И Криницкий решился. Он двинулся обратно за Завойко. Сначала он шел неторопливо, но чем дальше, тем сильнее становилась его тревога и тем быстрее он шагал. Он не знал, чем может кончиться встреча Завойко с Устиновичем, он ожидал чего угодно, самого ужасного. Он уже бежал, бежал во весь дух, и ветки в темноте хлестали его по лицу.
И вдруг услышал впереди голоса.
Он мгновенно замер, вслушиваясь и вглядываясь.
Завойко и Устинович стояли за большим черным кустом, который огибала дорога, и он налетел бы на них, если бы не остановился.
Слов Завойко Криницкий не разобрал. Завойко свирепо и невнятно гудел, угрожающе наступая на Устиновича, взмахивая руками.
— Зря. И все ты зря, — сказал ему Устинович ласково и безнадежно.

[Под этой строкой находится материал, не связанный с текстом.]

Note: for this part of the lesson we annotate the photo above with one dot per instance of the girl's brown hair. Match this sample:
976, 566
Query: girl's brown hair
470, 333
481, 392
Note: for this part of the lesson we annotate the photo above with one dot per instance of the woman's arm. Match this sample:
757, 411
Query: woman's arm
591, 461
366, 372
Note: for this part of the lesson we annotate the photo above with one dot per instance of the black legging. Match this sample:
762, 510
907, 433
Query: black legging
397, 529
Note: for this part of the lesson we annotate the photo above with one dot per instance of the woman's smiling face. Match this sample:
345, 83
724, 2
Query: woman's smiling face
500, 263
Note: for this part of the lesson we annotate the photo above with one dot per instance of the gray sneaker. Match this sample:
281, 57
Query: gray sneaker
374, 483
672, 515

— Ну нет, не зря! — закричал Завойко. — Я не слепой, я все вижу, я все знаю! Нет, не зря!
— Зря, — повторил Устинович.
— Зря? Почему зря?
— Потому что она меня не любит, — сказал Устинович. — Ни вот столько. И не полюбит никогда.
Завойко замолчал. Долго молчал. Потом спросил:
— Правда?
— Правда, — ответил Устинович.
Он положил руку на рукав Завойко, и так, в молчании, они долго стояли друг перед другом.
— А меня она ненавидит! — сказал Завойко, и голос его дрогнул от боли.
— Неверно, — возразил Устинович.
— Нет, верно! — воскликнул Завойко. — Ненавидит! Как она со мной разговаривает!
— Простить тебе не может. Уверяет себя, что не может простить.
— Да что прощать! — воскликнул Завойко в отчаянии.
— Что ты ее вывез, а его не нашел.
— Но ведь ты-то все знаешь!..
— Я знаю. Только мы с тобой вдвоем и знаем…
— Ты ведь ходил со мной в лес и видел, что он мертвый сидел в самолете!
— Все-таки я на твоем месте все бы ей рассказал, — проговорил Устинович. — Ну, первое время она больна были, не стоило ей рассказывать. Но уже больше года прошло…
— Она до сих пор надеется. Ты сам знаешь.
— Но ведь надо же ей когда-нибудь сказать! Хочешь, я ей скажу?
— Не смеешь! — крикнул Завойко. — Ты обещал, что не скажешь, пока я жив!.. Так не скажешь?
— Ну, раз ты не хочешь…
Криницкий понял, что встреча Завойко с Устиновичем окончится мирно и что беспокоиться нечего. Стараясь не шуметь, он повернулся и пошел прочь. Навстречу ему с запада подымалась темная туча, проглатывая звезды — одну за другой.
Ночью пошел дождь и лил, не переставая, весь следующий день.
Всю первую половину этого дня Криницкий сидел один в зарытой избе и писал очерк «Остающиеся на земле». О тех людях авиации, которые сами не летают, но без которых летчики не могли бы ни летать, ни сражаться. Об аэродромщиках, эксплуатационниках, мотористах, оружейниках, ремонтниках. О всех тех, про кого так часто забывают наши газеты, обычно прославляющие только непосредственных участников воздушных боев.
Он описал зарытую в земле прифронтовую деревушку, поход в лес за упавшим самолетом, нападение «мессершмиттов», маленькую ремонтную мастерскую, где из кучи перебитого хлама за несколько дней воссоздаются боевые машины. В вопросы техники он, разумеется, не углублялся, потому что не всякого читателя они интересовали, да и сам он был в них не силен. Он стремился показать, как люди относятся к своему делу. В очерке, естественно, нашлось место и для комсомольцев-зенитчиков, и для летчика, каждую ночь перелетающего через море на безоружном связном самолете, и для мечтателя-пропагандиста, пылко верящего в победу, в будущее и утверждающего, что мы живом, на заре человеческой истории.